O Kremlin articula ainda um encontro trilateral entre China, Rússia e Índia, o primeiro em seis anos, para reforçar o núcleo do Brics e suavizar tensões históricas entre Nova Délhi e Pequim.
Índia recalibra postura diante de Pequim
As tarifas impostas pelos EUA estimularam a Índia a flexibilizar restrições de visto, retomar voos diretos e expandir conversas comerciais com a China. Os dois países discutem soluções para disputas na fronteira de 3.500 quilômetros e negociam maior fornecimento de minerais de terras raras, controlados em mais de 85% por Pequim.
Apesar dos avanços, especialistas mantêm ceticismo. Shilan Shah, da Capital Economics, lembrou que os laços estreitos da China com o Paquistão e projetos como a construção de uma barragem no Tibete levantam desconfiança em Nova Délhi. Além disso, a dependência indiana da tecnologia e do mercado americano — que absorveu US$ 77,5 bilhões em exportações do país em 2024 — limita o alcance da cooperação.
Brasil e África do Sul reforçam compromissos
O Brasil também busca estreitar laços com a China, que já responde por 26% de suas exportações, o dobro do volume destinado aos EUA. Durante conversa telefônica recente, Xi Jinping e Lula trataram de novos acordos bilaterais.

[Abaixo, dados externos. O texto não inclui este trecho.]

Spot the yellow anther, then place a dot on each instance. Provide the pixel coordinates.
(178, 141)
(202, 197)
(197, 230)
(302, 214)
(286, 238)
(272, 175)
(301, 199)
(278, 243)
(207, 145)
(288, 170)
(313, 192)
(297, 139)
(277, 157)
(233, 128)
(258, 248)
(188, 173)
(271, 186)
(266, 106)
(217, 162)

A Rússia, por sua vez, fortalece seu alinhamento estratégico com Pequim: mais de 90% do comércio bilateral entre os dois países ocorre em yuan e rublos. Já a África do Sul reafirma sua permanência no bloco. Para Sanusha Naidu, pesquisadora do Instituto para o Diálogo Global, o governo sul-africano não pretende recuar em compromissos relacionados a comércio, tecnologia e governança global.

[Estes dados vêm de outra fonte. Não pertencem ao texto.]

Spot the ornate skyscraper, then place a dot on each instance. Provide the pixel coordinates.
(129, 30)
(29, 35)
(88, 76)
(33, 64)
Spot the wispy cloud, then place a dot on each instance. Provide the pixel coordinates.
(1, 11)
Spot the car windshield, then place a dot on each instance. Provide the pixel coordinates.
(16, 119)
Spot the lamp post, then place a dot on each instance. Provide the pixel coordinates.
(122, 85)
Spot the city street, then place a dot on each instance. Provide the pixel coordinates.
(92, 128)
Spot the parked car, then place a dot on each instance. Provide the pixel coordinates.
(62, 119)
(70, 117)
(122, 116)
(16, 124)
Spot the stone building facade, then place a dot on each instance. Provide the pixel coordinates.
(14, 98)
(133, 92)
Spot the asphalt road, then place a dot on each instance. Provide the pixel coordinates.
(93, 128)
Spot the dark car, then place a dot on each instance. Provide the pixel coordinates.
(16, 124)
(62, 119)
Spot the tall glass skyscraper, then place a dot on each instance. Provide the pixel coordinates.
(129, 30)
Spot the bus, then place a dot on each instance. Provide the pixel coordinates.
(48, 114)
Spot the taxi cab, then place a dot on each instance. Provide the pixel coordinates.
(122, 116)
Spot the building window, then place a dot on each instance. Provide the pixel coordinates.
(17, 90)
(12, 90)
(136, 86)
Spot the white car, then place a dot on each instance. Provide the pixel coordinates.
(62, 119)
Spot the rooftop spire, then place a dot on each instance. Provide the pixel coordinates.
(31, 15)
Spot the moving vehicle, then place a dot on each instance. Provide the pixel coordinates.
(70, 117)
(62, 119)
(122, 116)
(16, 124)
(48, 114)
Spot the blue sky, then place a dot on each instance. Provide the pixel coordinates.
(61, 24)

Divergências internas podem limitar ambições
Com a recente expansão de cinco para dez membros, o Brics enfrenta desafios para conciliar interesses nacionais distintos. Srivastava, fundador da Iniciativa de Pesquisa Comercial Global, avalia que o grupo não busca “unidade perfeita, mas cooperação pragmática em comércio, finanças e cadeias de abastecimento”.
Estudo do Boston Consulting Group mostra que o comércio intra-Brics cresce mais rápido que o comércio com o G7, mas ainda enfrenta mais barreiras internas que o observado no Ocidente.
Mihaela Papa, do MIT, projeta crescimento da relevância do comércio dentro do bloco, com campanhas “Compre Brics” e iniciativas como a bolsa de grãos e mecanismos de liquidação em moeda local. Já a proposta de uma moeda única segue indefinida, enquanto alternativas paralelas em yuan, rupia e rublo devem ganhar espaço.
Análise: efeito contrário ao pretendido por Washington
Embora o dólar siga dominante, especialistas indicam que a pressão tarifária de Trump acelera o fortalecimento de sistemas paralelos de comércio e finanças. O movimento não deve destronar a moeda americana, mas pode reduzir gradualmente seu monopólio.
Na tentativa de enfraquecer o Brics, a estratégia de Trump pode estar, inadvertidamente, contribuindo para torná-lo mais coeso e influente no cenário internacional.